The horse stepped forward and began sucking up great drafts of liquid. Matt hauled on the pump handle, and soon fresh water was pouring over the horse’s head and into the trough. It drank and drank and drank until Matt remembered that Safe Horses couldn’t stop, either, without a command. “Stop!” he said.
The animal stepped back with its mane dripping. Had it had enough? Too much? Matt didn’t know. The natural instincts of the horse were suppressed by a microchip in its brain. Matt waited a few minutes and then ordered it to drink again for a short while.
He climbed onto a rock to reach the saddle. Matt had never ridden anything but a Safe Horse and wasn’t skilled enough to vault into a saddle. He’d been considered too valuable to risk on a Real Horse. “Home,” ordered the boy, and the animal obediently plodded along the trail.
As soon as the sun rose, the air heated up, and Matt took off the jacket he’d been wearing. They moved slowly, but he was in no hurry to return. There was too much to think about and too much to decide. A few months ago Matt had been a clone. Make that filthy clone, he amended, because the word wasn’t used without some insult. Clones were lower than beasts. They existed to provide body parts, much as a cow existed to provide steaks, but cows were natural. They were respected, even loved.
Clones were more like cockroaches you might find in an unguarded bowl of soup. Roaches made you feel like throwing up. Yet even they were part of God’s plan. They didn’t cause the deep, unreasoning hatred that a human copy did. A few months ago Matt had been such a being and then—and then—
El Patrón died.
The original Matteo Alacrán was lying in a tomb under the mountain with all his descendants. Esperanza Mendoza, the representative of the United Nations, had explained it to Matt. In international
law you couldn’t have two versions of the same person at the same time. One of them had to be declared an unperson, but when the original died, the clone no longer existed.

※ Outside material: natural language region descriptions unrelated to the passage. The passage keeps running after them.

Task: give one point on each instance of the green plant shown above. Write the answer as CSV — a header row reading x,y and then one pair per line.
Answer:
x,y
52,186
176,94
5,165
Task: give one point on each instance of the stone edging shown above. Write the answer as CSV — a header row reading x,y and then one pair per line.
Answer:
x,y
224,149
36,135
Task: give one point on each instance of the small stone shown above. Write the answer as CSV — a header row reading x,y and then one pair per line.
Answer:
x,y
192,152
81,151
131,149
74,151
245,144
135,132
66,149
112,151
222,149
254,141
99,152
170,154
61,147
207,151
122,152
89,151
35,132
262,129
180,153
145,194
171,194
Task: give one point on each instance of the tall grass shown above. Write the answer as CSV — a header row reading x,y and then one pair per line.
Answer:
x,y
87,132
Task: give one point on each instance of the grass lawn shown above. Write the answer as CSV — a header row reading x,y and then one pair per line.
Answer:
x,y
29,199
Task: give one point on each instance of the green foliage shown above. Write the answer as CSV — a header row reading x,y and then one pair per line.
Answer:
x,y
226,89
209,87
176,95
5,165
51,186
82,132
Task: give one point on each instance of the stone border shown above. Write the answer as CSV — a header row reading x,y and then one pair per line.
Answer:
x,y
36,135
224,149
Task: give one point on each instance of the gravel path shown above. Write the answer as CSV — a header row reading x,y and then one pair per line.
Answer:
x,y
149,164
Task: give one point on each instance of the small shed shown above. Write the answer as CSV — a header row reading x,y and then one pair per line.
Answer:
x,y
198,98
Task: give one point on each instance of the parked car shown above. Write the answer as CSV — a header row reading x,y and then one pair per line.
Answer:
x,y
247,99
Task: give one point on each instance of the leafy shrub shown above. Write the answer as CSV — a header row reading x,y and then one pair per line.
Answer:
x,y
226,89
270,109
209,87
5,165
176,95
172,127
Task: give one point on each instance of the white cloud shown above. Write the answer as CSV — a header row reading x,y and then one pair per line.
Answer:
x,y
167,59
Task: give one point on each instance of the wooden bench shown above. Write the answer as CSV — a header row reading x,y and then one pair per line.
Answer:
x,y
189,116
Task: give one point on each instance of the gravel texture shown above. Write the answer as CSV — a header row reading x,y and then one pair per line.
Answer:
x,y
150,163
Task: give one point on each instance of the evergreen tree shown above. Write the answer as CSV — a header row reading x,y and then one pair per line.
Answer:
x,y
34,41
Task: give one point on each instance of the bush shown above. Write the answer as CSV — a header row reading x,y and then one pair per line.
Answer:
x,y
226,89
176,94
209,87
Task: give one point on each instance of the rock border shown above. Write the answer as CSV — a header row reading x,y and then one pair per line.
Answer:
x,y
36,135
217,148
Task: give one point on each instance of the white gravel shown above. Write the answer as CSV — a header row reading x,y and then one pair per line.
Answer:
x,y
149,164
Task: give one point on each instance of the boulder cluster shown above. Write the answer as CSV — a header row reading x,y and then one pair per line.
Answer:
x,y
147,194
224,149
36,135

I don’t understand, Matt had said to Esperanza.
It means that you are reclassified as human. You are El Patrón. You have his body and his identity, his DNA. You own everything he owned and rule everything he ruled. It means that you are the new Lord of Opium.

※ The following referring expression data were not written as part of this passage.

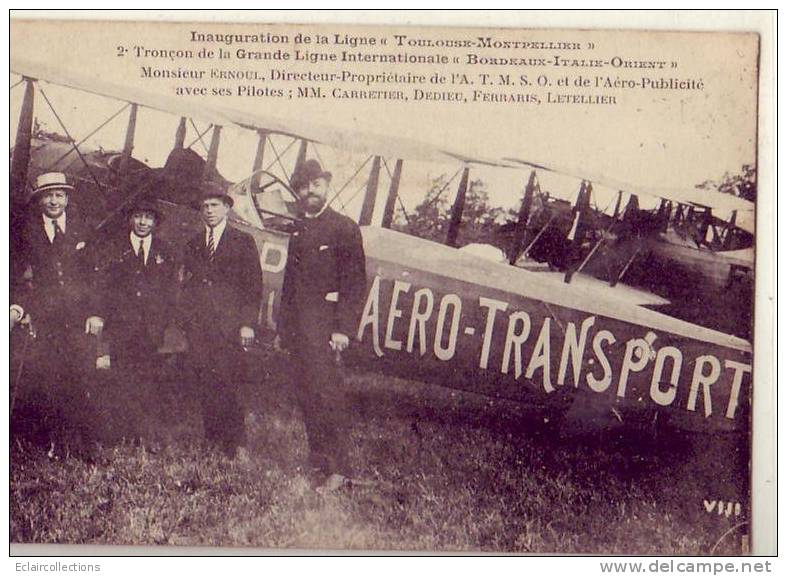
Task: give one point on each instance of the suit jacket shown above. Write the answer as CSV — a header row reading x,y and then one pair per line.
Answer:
x,y
324,280
137,301
220,296
55,283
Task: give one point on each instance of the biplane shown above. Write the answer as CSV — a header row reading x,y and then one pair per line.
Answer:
x,y
432,312
679,248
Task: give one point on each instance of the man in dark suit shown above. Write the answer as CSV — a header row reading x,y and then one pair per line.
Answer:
x,y
53,287
323,292
222,291
138,276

“I’m human,” Matt told the Safe Horse as it plodded along, neither hearing nor caring. Now they came to the beginning of the opium fields. The crops were planted year round, and all stages of growth, from the first misting of green to brilliant white flowers to swollen seedpods, were visible. Lines of eejit workers, dressed in tan uniforms with floppy hats, tended the older plants. They moved in unison, bending to slash the ripe pods with razors to release sap or, if they were part of a harvesting crew, to scrape the dried resin into metal pots.
Here and there a member of the Farm Patrol watched from the back of a Real Horse. He would tell them when to rest, when to drink water, and when to start work again. For the eejits were just as mindless as Safe Horses. They, too, had microchips in their brains that made them content to do such grueling work. At evening the Farm Patrol would herd them to long buildings with small, dark windows. The ceilings were so low a person couldn’t stand upright, but this scarcely mattered. The eejits had no social life.
They were given food pellets from a large bin, and when they had finished eating, the Farm Patrolmen ordered them into the buildings to sleep. Matt didn’t know whether they slept on straw or merely stretched out in the dirt. He had never been inside an eejit pen.